Question

The work done in moving a $500\mu C$ charge between two points on equipotential surface is:
(A) Zero
(B) Finite positive
(C) Finite negative
(D) Infinite

Answer 1

Hint: To solve this question, we have to consider the meaning of the term equipotential. Then, considering any two points on the given equipotential surface, we can find out the value of the work done by using its formula.
Formula used: The formula used to solve this question is given by
$W = Q\Delta V$, here $W$ is the work done in moving a charge of $Q$ between two points which have a potential difference of $\Delta V$.

Complete step by step solution:
We know that an equipotential surface is a collection of all points in the space, which have the same potential.
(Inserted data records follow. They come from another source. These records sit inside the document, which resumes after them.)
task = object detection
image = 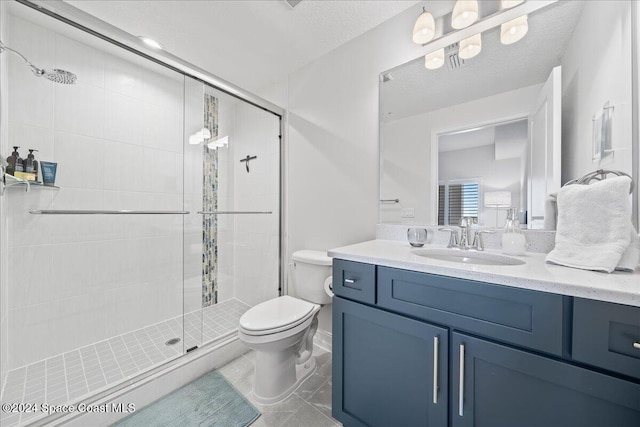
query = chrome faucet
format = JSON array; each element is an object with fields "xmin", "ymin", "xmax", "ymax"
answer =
[
  {"xmin": 438, "ymin": 216, "xmax": 495, "ymax": 251},
  {"xmin": 458, "ymin": 216, "xmax": 473, "ymax": 249}
]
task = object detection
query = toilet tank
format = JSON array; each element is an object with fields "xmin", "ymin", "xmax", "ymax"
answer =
[{"xmin": 291, "ymin": 249, "xmax": 332, "ymax": 304}]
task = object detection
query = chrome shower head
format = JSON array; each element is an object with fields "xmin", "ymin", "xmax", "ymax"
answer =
[
  {"xmin": 0, "ymin": 41, "xmax": 78, "ymax": 84},
  {"xmin": 41, "ymin": 68, "xmax": 78, "ymax": 85}
]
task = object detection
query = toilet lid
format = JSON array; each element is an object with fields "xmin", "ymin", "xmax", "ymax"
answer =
[{"xmin": 240, "ymin": 295, "xmax": 316, "ymax": 332}]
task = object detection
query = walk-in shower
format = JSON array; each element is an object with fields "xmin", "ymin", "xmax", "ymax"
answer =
[{"xmin": 0, "ymin": 2, "xmax": 282, "ymax": 426}]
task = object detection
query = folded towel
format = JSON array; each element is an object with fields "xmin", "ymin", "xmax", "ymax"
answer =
[
  {"xmin": 546, "ymin": 176, "xmax": 631, "ymax": 273},
  {"xmin": 542, "ymin": 193, "xmax": 558, "ymax": 230},
  {"xmin": 616, "ymin": 226, "xmax": 640, "ymax": 272}
]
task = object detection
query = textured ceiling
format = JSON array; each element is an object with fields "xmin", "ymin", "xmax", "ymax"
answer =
[
  {"xmin": 380, "ymin": 1, "xmax": 584, "ymax": 122},
  {"xmin": 67, "ymin": 0, "xmax": 418, "ymax": 91}
]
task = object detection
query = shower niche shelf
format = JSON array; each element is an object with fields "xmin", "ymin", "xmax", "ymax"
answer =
[{"xmin": 0, "ymin": 174, "xmax": 60, "ymax": 194}]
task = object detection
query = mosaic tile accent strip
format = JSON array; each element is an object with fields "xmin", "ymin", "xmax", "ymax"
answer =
[
  {"xmin": 202, "ymin": 93, "xmax": 218, "ymax": 307},
  {"xmin": 0, "ymin": 299, "xmax": 250, "ymax": 427}
]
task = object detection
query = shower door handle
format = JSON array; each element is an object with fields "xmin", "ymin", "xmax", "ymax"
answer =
[
  {"xmin": 29, "ymin": 209, "xmax": 189, "ymax": 215},
  {"xmin": 198, "ymin": 211, "xmax": 273, "ymax": 215}
]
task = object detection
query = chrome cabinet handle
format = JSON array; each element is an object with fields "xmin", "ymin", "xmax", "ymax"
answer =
[
  {"xmin": 458, "ymin": 344, "xmax": 464, "ymax": 417},
  {"xmin": 433, "ymin": 335, "xmax": 439, "ymax": 405}
]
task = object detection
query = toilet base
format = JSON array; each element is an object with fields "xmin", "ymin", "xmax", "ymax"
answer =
[{"xmin": 251, "ymin": 356, "xmax": 316, "ymax": 405}]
It is different for different kinds of charge distributions.
Let us name the two points on the given equipotential surface, between which the given charge is moved, as A and B.
Since the given surface is equipotential, so according to the above definition, the potentials of the points A and B will be the same, that is,
${V_A} = {V_B}$
\[ \Rightarrow {V_B} - {V_A} = 0\] ………………..(1)
Now, we know that the work done in moving a point is given by
$W = Q\Delta V$
$ \Rightarrow W = Q\left( {{V_B} - {V_A}} \right)$ …………………...(2)
According to the question, the value of the given charge is
$Q = 500\mu C$
We know that $1\mu C = {10^{ - 6}}C$. So the value of the given charge becomes
$Q = 500 \times {10^{ - 6}}C$
On simplifying we get
\[Q = 5 \times {10^{ - 4}}C\] ……………………..(3)
Substituting (3) in (2), we get
$ \Rightarrow W = 5 \times {10^{ - 4}}\left( {{V_B} - {V_A}} \right)$
Substituting (1), we finally get
$W = 0$
So the work done in moving the given charge between two equipotential surfaces is equal to zero.
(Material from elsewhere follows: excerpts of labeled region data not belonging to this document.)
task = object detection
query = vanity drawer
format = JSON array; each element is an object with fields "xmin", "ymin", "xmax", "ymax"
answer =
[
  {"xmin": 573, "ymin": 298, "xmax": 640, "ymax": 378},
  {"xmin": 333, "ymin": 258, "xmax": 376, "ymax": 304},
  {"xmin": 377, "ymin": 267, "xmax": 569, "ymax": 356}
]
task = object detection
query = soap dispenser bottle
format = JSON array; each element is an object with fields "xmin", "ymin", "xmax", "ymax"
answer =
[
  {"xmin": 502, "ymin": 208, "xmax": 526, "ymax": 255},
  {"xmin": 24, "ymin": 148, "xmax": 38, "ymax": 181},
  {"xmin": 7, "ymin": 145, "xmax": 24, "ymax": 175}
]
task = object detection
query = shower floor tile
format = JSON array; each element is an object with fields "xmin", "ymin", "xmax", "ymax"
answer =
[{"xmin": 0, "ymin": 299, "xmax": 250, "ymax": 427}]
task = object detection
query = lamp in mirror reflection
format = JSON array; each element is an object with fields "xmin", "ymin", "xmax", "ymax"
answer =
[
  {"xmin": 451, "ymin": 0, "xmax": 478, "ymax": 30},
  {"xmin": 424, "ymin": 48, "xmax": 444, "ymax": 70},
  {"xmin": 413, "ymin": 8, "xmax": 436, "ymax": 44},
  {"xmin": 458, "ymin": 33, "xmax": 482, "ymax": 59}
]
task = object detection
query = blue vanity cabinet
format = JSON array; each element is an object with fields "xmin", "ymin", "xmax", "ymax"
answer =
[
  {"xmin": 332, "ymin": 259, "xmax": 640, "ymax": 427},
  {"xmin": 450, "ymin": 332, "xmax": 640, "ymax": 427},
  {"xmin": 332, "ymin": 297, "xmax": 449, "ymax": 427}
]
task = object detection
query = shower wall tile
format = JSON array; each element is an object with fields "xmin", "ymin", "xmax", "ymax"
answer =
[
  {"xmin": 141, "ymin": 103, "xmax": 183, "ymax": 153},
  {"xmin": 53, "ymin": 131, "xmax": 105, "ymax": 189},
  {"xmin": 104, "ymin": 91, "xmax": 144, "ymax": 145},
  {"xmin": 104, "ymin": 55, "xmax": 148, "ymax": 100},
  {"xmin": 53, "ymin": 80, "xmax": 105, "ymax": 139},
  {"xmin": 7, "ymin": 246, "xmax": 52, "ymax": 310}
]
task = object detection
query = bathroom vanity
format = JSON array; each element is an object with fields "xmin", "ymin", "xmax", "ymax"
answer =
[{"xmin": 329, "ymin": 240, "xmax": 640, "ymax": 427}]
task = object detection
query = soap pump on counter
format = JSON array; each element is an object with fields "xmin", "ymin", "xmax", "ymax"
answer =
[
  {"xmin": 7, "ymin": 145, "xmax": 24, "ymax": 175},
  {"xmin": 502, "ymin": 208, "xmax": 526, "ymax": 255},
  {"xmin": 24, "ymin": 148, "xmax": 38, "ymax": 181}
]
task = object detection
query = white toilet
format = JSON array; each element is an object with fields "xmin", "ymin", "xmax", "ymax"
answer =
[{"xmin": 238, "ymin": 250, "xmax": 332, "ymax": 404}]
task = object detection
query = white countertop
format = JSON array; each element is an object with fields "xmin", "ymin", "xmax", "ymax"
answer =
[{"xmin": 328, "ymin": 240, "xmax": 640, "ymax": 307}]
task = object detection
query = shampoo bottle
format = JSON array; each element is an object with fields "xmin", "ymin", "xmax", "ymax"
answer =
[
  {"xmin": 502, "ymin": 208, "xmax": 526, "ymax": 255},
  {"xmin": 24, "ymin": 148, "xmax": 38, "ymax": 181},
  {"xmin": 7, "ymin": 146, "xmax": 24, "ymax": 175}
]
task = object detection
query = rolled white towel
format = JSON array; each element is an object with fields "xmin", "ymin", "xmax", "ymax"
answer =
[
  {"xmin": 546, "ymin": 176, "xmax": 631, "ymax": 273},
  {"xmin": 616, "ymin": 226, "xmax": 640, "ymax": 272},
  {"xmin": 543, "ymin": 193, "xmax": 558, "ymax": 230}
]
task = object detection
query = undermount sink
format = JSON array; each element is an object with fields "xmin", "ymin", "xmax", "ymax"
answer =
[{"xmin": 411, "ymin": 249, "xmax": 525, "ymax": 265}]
Hence, the correct answer is option A.

Note: When we talk of moving a charged particle between two points in electrostatics, it is assumed that there should be no change in the kinetic energy of the particle. This rule is followed unless stated otherwise. This assumption is made in order to keep our analysis limited to the change in potential energy only.